Notorious 25: Notorious Martial Artist
An insistent drum beat makes the room pulse with life, mimicking the rhythm of the human heart. A group of people stand in a circle, watching the two fighters stalk one another. One, her eyes blazing, snaps a tawny leg upward and outward missing her opponent's teeth and nose by inches as his head suddenly swivels and ducks out of harm's way. The fighter is Edna Lima, and the entrancing series of movements is an Afro-Brazilian system of unarmed combat called capoeira. But is capoeira a martial art or a dance? Actually, it's both.
Devised by 16th-century slaves in Brazil as a way of disguising their martial training from the wary eyes of their rulers, capoeira combines music, dance, and potentially deadly punches and kicks into a beautiful and highly energetic swirl.
Lima became the first female master of capoeira in the U.S. when she transplanted herself from Brazil to New York City eleven years ago. "If I didn't have capoeira in my body and my blood, I wouldn't have the chance to expose this African/Brazilian art form to the rest of the world," says Lima, 37, who also holds a 4th degree black belt in Shotokan karate. "I've competed and taught workshops all over the world."

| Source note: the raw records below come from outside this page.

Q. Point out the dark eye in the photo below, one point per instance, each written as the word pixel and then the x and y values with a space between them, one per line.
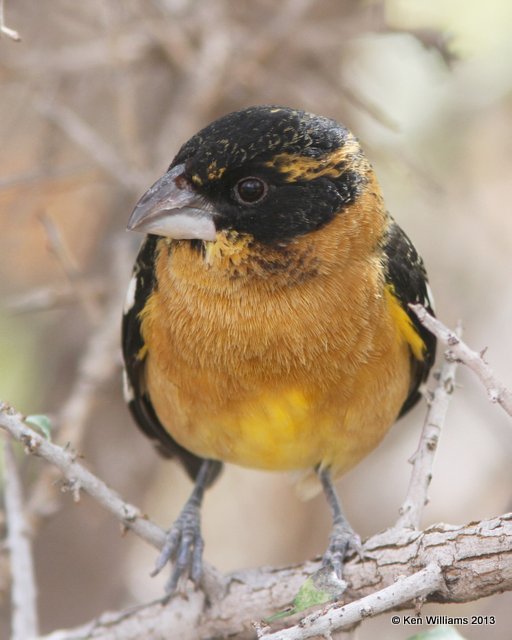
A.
pixel 250 190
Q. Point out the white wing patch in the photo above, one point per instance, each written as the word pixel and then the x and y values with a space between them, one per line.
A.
pixel 128 392
pixel 429 298
pixel 129 301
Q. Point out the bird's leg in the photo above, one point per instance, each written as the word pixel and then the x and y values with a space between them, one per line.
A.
pixel 343 538
pixel 184 542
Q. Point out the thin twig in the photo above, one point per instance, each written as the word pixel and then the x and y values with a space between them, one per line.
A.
pixel 459 352
pixel 98 363
pixel 53 296
pixel 423 459
pixel 79 477
pixel 67 261
pixel 23 585
pixel 404 590
pixel 5 30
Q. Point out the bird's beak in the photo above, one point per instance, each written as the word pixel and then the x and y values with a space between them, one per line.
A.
pixel 173 209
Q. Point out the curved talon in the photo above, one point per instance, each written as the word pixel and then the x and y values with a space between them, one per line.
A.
pixel 342 542
pixel 184 544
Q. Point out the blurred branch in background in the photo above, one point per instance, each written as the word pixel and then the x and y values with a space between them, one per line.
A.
pixel 96 100
pixel 23 586
pixel 4 29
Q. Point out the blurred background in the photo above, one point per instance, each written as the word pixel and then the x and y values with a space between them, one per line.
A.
pixel 95 101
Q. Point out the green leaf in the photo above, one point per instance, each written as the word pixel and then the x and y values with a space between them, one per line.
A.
pixel 321 587
pixel 41 422
pixel 441 632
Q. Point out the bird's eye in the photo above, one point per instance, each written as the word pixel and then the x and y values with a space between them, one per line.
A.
pixel 250 190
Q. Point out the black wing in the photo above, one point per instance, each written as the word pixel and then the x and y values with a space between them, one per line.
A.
pixel 138 400
pixel 406 273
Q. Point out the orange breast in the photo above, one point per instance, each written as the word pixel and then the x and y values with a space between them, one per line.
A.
pixel 272 370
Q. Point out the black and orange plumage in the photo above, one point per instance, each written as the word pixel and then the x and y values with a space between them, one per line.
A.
pixel 267 322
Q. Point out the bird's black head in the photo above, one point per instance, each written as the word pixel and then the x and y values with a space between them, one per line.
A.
pixel 271 172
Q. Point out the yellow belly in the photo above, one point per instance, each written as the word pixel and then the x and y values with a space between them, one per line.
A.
pixel 280 428
pixel 270 376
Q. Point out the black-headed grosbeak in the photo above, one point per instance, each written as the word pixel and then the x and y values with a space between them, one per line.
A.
pixel 267 321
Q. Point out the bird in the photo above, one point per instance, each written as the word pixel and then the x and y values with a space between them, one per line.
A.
pixel 267 321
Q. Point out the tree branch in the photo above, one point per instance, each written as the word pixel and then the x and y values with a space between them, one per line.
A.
pixel 23 588
pixel 475 561
pixel 423 459
pixel 4 29
pixel 459 352
pixel 78 477
pixel 418 585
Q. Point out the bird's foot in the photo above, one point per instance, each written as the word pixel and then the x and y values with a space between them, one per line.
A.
pixel 184 547
pixel 342 542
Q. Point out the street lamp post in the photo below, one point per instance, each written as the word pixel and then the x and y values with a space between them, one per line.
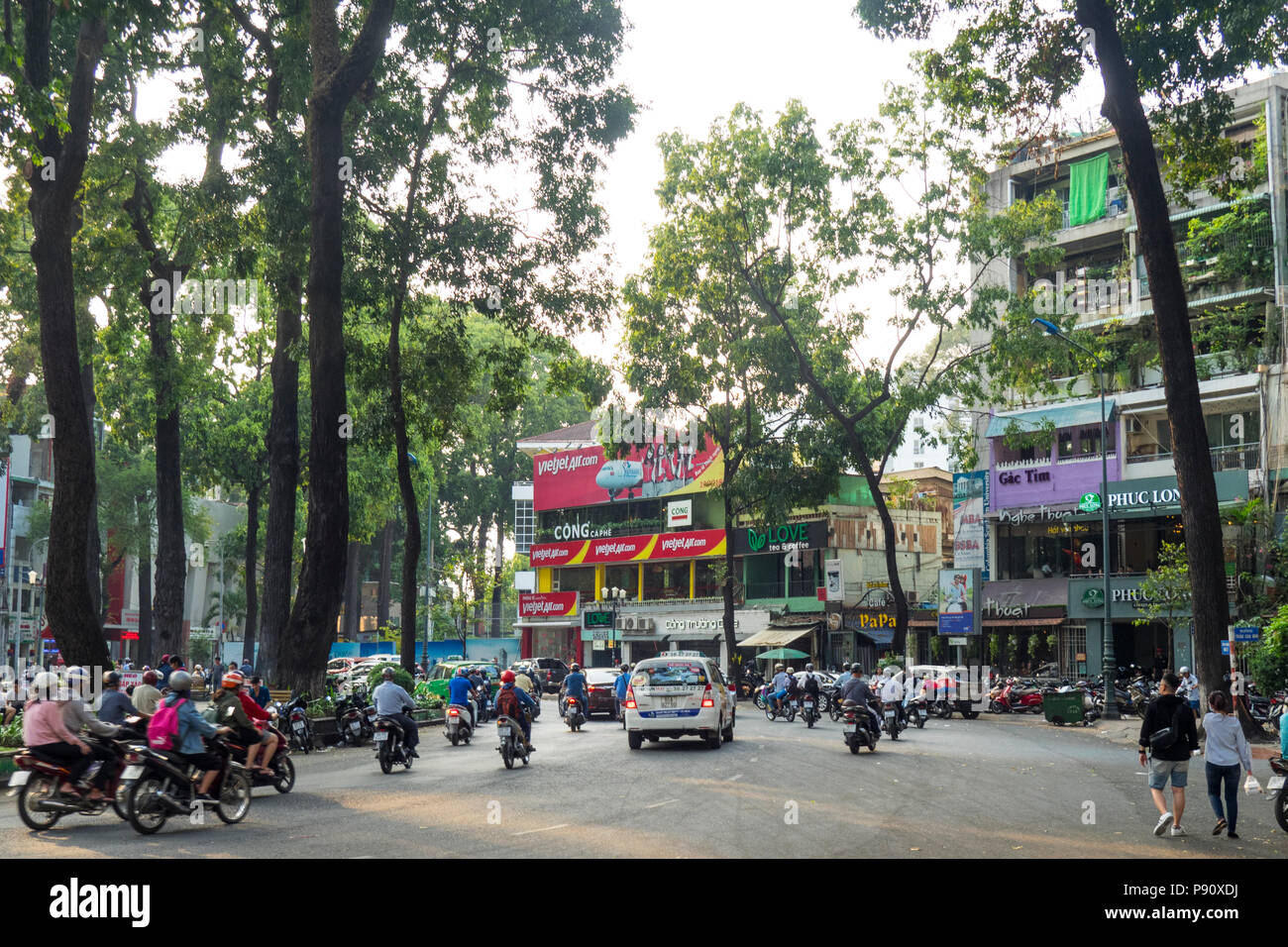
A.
pixel 1108 661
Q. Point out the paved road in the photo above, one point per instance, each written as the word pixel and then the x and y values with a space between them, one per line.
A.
pixel 990 788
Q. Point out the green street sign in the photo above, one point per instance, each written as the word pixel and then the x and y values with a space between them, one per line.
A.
pixel 1094 598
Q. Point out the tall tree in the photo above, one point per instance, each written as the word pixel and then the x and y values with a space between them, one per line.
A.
pixel 1019 63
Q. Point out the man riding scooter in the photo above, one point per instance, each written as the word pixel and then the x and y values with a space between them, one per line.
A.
pixel 460 692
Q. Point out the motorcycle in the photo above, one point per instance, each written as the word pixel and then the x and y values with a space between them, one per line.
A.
pixel 282 766
pixel 456 724
pixel 857 733
pixel 351 719
pixel 574 714
pixel 38 780
pixel 1278 791
pixel 807 711
pixel 296 723
pixel 511 741
pixel 890 719
pixel 165 787
pixel 390 745
pixel 787 711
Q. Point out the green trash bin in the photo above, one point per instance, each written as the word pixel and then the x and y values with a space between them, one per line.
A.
pixel 1063 707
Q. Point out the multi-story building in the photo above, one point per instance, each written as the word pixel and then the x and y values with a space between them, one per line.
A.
pixel 1044 551
pixel 648 531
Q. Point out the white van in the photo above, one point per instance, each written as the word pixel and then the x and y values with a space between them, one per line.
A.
pixel 678 694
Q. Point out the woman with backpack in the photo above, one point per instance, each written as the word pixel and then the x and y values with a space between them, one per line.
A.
pixel 1225 749
pixel 178 727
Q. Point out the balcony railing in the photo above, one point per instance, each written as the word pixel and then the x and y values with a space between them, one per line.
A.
pixel 1234 458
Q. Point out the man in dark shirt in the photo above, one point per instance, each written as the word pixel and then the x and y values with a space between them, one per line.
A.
pixel 1170 754
pixel 114 705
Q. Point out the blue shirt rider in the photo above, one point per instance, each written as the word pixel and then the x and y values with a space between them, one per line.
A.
pixel 575 685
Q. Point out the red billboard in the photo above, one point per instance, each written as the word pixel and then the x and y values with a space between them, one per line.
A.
pixel 585 476
pixel 648 547
pixel 548 604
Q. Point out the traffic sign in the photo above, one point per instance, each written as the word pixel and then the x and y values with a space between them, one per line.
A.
pixel 1247 633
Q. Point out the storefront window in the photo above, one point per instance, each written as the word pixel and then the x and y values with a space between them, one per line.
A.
pixel 623 578
pixel 666 579
pixel 579 579
pixel 706 579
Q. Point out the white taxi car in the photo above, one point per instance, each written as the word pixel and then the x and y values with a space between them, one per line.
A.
pixel 678 694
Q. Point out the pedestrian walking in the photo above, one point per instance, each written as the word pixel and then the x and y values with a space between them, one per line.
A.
pixel 1167 735
pixel 1225 749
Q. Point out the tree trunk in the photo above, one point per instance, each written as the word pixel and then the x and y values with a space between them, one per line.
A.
pixel 1190 453
pixel 250 561
pixel 55 217
pixel 386 551
pixel 307 638
pixel 726 592
pixel 283 472
pixel 147 644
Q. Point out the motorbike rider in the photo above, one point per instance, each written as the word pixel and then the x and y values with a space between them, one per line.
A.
pixel 460 692
pixel 855 692
pixel 231 712
pixel 513 701
pixel 623 681
pixel 892 692
pixel 778 689
pixel 46 733
pixel 77 716
pixel 192 728
pixel 390 699
pixel 575 686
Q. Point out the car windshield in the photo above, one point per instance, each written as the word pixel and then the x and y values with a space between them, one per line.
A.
pixel 670 674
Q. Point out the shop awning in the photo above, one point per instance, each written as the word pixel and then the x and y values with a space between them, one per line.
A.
pixel 1063 416
pixel 1021 622
pixel 776 637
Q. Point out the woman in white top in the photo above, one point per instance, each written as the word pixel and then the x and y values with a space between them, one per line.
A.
pixel 1224 750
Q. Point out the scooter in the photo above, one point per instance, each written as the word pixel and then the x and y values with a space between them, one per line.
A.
pixel 511 746
pixel 855 728
pixel 38 784
pixel 456 724
pixel 163 788
pixel 574 714
pixel 390 746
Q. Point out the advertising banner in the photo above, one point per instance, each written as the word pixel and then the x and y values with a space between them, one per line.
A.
pixel 665 545
pixel 549 604
pixel 958 602
pixel 970 536
pixel 585 476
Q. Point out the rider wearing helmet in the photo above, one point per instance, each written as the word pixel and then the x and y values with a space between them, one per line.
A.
pixel 390 699
pixel 231 712
pixel 192 728
pixel 513 701
pixel 460 690
pixel 575 688
pixel 623 681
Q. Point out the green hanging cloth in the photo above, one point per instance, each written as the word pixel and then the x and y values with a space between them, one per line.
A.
pixel 1089 182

For years, because capoeira was perceived as a potential instrument of revolution, the art was illegal in Brazil until 1932. If some of capoeira's acrobatic leaps and dazzling spinning movements look familiar, it may be because the style had a formative impact on the development of breakdancing; today it's pervasive in gyms, performances and competitions.
Edna Lima's master status eliminates her from competing, but she teaches classes at New York City gyms like Chelsea Piers, Equinox, and Revolution Studio. "I teach the rich and the poor and all in between to bring the dichotomy of the mind and body into one unit," says Lima, who opened a Abada Capoeira school in Manhattan. "Capoeira is a way of life to me. It is a way to teach and learn about people at the same time."